Volker Kauder (links) ist abgewählt, sein Nachfolger Ralph Brinkhaus, begleitet von CSU-Landesgruppenchef Alexander Dobrindt, ist zufrieden. Foto: AFP, dpa

Der Sturz von Unionsfraktionschef Volker Kauder zielt ins Herz der Regierung. Die Abgeordneten machen ihrem Ärger über den Führungsstil von Kanzlerin Merkel Luft. Kann sie dennoch weitermachen?

Berlin - A

ngela Merkel stützt ihre Hände in die Hüften und überlegt, wie es jetzt weitergehen kann. Es ist 17.30 Uhr, und das Erdbeben, das die Fraktion der Bundeskanzlerin erfasst hat, ist noch nicht einmal eine Stunde alt. Merkel steht hinter dem Fraktionssaal mit ihren engsten Beratern zusammen. Mit Regierungssprecher Steffen Seibert und ihrer Medienberaterin Eva Christiansen diskutiert sie, was sie gleich dazu sagen soll, dass mit Volker Kauder einer ihrer engsten politischen Vertrauten aus dem Amt des Unionsfraktionsvorsitzenden gejagt worden ist – und jeder weiß, dass das auch mit ihrer Person zu tun hat.

Es wird eine dürre Stellungnahme, die nichts von der Dimension verrät, um die es hier geht. Die Kanzlerin räumt die Niederlage ein: „Da gibt es nichts zu beschönigen.“ Sie dankt Kauder „für 13 Jahre außerordentlicher Zusammenarbeit“ und berichtet, auch dessen Nachfolger Ralph Brinkhaus „gratuliert und gute Zusammenarbeit angeboten“ zu haben. Es soll nur ja nicht der Eindruck entstehen, dass Merkel aus dieser krachenden Niederlage ihres Mannes, den sie zusammen mit CSU-Chef Horst Seehofer nominiert hat, selbst persönliche Konsequenzen ziehen könnte. Verräterisch ist allein schon die Tatsache, dass viele Abgeordnete ungefragt berichten, Brinkhaus‘ Sieg richte sich nicht gegen die Regierungschefin.

Denkzettel für Maaßen

Bevor der für die Union ungewöhnliche Wahlakt über die Bühne ging, fühlten sie sich in CDU und CSU verpflichtet zu dem Hinweis, dass ihre Bundestagsfraktion durchaus Erfahrung mit einer demokratischen Kandidatenauswahl gesammelt hat. 1973 war das, als der spätere Bundespräsident Karl Carstens sich gegen ein weiteres Staatsoberhaupt in spe namens Richard von Weizsäcker und den CDU-Politiker Gerhard Schröder durchsetzte. Ziel der kleinen Geschichtsstunde war freilich, die Brisanz aus der bevorstehenden Abstimmung zu nehmen.

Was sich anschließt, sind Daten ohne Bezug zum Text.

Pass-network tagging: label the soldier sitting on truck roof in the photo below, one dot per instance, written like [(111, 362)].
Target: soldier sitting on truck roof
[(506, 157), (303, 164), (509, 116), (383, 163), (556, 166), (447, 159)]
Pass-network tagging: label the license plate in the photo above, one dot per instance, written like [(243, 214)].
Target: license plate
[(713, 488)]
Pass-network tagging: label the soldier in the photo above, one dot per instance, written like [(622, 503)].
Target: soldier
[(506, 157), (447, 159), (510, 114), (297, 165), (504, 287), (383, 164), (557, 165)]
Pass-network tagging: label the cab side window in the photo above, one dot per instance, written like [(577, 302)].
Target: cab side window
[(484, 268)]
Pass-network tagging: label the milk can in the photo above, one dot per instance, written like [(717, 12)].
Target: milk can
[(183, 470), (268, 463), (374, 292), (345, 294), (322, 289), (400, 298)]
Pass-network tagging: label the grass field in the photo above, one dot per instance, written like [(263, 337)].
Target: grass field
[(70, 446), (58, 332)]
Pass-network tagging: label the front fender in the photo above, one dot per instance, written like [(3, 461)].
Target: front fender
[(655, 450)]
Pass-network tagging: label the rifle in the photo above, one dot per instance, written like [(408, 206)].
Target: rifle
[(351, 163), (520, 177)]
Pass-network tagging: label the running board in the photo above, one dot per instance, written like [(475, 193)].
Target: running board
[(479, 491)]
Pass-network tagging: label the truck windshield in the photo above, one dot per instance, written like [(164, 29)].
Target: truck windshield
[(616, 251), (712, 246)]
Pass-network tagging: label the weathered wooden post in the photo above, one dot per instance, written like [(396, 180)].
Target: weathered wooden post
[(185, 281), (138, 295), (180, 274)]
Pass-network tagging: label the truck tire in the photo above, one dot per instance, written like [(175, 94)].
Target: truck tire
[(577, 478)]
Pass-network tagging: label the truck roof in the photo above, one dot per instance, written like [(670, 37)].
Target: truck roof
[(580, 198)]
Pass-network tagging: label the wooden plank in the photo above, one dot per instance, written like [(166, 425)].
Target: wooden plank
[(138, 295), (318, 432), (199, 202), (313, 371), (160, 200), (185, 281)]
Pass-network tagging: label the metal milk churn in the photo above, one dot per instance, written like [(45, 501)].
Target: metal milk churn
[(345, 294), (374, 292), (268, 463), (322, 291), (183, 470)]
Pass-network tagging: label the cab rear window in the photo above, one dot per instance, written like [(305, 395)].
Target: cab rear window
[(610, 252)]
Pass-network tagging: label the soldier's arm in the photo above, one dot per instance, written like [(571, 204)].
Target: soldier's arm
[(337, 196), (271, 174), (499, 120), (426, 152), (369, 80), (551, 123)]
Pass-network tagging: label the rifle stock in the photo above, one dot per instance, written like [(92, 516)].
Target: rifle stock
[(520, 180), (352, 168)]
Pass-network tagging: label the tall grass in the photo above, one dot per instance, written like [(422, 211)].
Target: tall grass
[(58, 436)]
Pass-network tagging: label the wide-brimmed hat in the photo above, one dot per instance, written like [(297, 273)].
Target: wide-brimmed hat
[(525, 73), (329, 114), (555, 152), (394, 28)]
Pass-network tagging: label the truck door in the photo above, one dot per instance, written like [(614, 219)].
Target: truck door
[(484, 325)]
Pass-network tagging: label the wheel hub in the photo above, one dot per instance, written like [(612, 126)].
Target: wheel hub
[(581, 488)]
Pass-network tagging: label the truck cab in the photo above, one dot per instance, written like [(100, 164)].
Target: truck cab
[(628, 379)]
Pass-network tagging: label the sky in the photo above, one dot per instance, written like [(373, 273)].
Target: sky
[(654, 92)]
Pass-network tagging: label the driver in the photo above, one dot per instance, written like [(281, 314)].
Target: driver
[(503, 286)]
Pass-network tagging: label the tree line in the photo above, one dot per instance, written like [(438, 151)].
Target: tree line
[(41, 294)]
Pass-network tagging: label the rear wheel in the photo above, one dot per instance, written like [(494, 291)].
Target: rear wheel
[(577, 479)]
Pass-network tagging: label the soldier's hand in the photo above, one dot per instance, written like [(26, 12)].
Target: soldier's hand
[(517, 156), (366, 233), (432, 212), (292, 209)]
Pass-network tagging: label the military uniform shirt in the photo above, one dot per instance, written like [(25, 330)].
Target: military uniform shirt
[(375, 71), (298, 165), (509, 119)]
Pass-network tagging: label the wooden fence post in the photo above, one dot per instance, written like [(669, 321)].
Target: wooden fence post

Dass es knapp werden würde, ahnten viele der 246 Abgeordneten, als sie den Sitzungssaal betraten. „Es rumort in der Fraktion“, sagte einer, der wie die meisten nicht genannt werden will. „Was in den vergangenen beiden Wochen im Fall Maaßen gelaufen ist“, sagte eine andere, „wird hauptsächlich dem Establishment angekreidet.“

Kauder, der den Wahlkreis Rottweil-Tuttlingen vertritt und seit Merkels erstem Tag als Bundeskanzlerin die größte Regierungsfraktion führt, hat im Fall des Verfassungsschutzpräsidenten keine große Rolle gespielt – die beiden Parteivorsitzenden Angela Merkel und Horst Seehofer aber natürlich schon. Die Denkzettel-Wähler, die für den ostwestfälischen Finanzexperten Brinkhaus stimmten, dachten dabei also mit Sicherheit an die Kanzlerin im Hintergrund. Zwei Drittel für Kauder, 60 Prozent oder noch weniger? So lauteten viele Einschätzungen. „Ich tippe auf eine Überraschung“, sagte jemand aus der hessischen Landesgruppe. Dort war am Vorabend in einer Kampfabstimmung auch der Favorit gescheitert. In der Sitzung des Parlamentskreises Mittelstand direkt vor der Fraktionssitzung war das Meinungsbild pro Brinkhaus schon eindeutig. Von einem „Signal der Unabhängigkeit der Fraktion gegenüber der Regierung“ war da die Rede gewesen.

Brinkhaus trifft Nerv der Fraktion

Merkel und Seehofer, die von dem sich zusammenbrauenden Sturm offenbar nicht genug mitbekommen haben, warben leidenschaftlich für Kauder. Der Bundesinnenminister nannte ihn einen „Stabilitätsanker“, mit dem es „nie Tricksereien“ gegeben habe. Die Kanzlerin verwies auf die Erfahrung ihres engen Vertrauten, die in einer unübersichtlichen Welt von unschätzbarem Vorteil sei: „Ich wünsche mir Volker Kauder als Fraktionsvorsitzenden, damit auch ich eine stabile Grundlage für meine Arbeit habe.“ Diese Verknüpfung der Arbeit Kauders mit ihrer eigenen könnte für Merkel noch gefährlich werden.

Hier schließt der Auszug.